百人一首現代語訳 感想の注意書きです。
六十五・恨みわび干さぬ袖だにあるものを恋に朽ちなむ名こそ惜しけれ
後拾遺和歌集 巻一四・恋四・八一五 詞書「永承六年内裏歌合に」 相模
つれない人を恨んで涙にかわく間もない袖、そのうえ恋の浮き名が立ってしまい、私の名が朽ちてしまうのが惜しい。
あなたをうらみ
恋の涙とどまらぬ日々
その上……
うわさに痛めつけられて
もうぼろぼろ
悔しい恋に泣く私
(さ・え・ら書房 『口語訳詩で味わう百人一首』 佐佐木幸綱)
恨み泣き 乾かぬ袖は まだいいの
恋に負けてく 私がやなの
ずぶぬれのぼくだからもう逢はないでひかりを脱がず冷えてゆく影 (黒瀬珂欄)
解説によれば、これは歌合で詠まれた架空の恋歌だそうで、実体験というよりもテクニックに優れた一首として知られており、この歌を詠んだ時、作者はすでに50代(当時としては老齢)だったとか。こういうエピソード好きだな(笑)。まあもしかすると過去の恋愛かもしれないけど、個人的には全くの架空のエピソードと受け止める方が好きです。こういう経験がなくて、こういう風に感じたことがなくてもこういう歌ができて、それが残っていくっていうのがたまらなく好き。

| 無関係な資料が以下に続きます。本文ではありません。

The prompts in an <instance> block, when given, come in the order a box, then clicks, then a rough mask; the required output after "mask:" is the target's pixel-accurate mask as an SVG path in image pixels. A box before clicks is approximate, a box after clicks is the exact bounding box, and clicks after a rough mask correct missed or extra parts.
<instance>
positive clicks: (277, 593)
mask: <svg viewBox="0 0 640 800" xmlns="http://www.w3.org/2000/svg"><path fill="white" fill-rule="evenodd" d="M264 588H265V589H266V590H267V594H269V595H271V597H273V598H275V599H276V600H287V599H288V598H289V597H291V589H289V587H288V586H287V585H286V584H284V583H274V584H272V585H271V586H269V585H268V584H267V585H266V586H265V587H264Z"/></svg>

『桜前線開架宣言』の記事に、「ぼく」という一人称には性別を感じさせないイメージがあると書いていた歌人がいたような気がするけど思い出せない、などと非常に曖昧な引用をしたのですが、
ここにある黒瀬珂欄の解説でした。
「ぼく」という主語に違和感を覚える人もいるかもしれないけれど、筆者としては、ひらがな書きの「ぼく」にはなんだか、性差を超えたイメージがある。(中略)いまどき「名声」もなんだし、朽ちてゆくのは「ぼく」が肌にまとう「ひかり」かもしれないな、と考えてみた。
それで、このトリビュート短歌になったのですね。「ぼく」は「ひかり」を脱げないままでずぶぬれになってしまい、そのまま冷えていって、「ひかり」が朽ちて「影」になるということだろうか。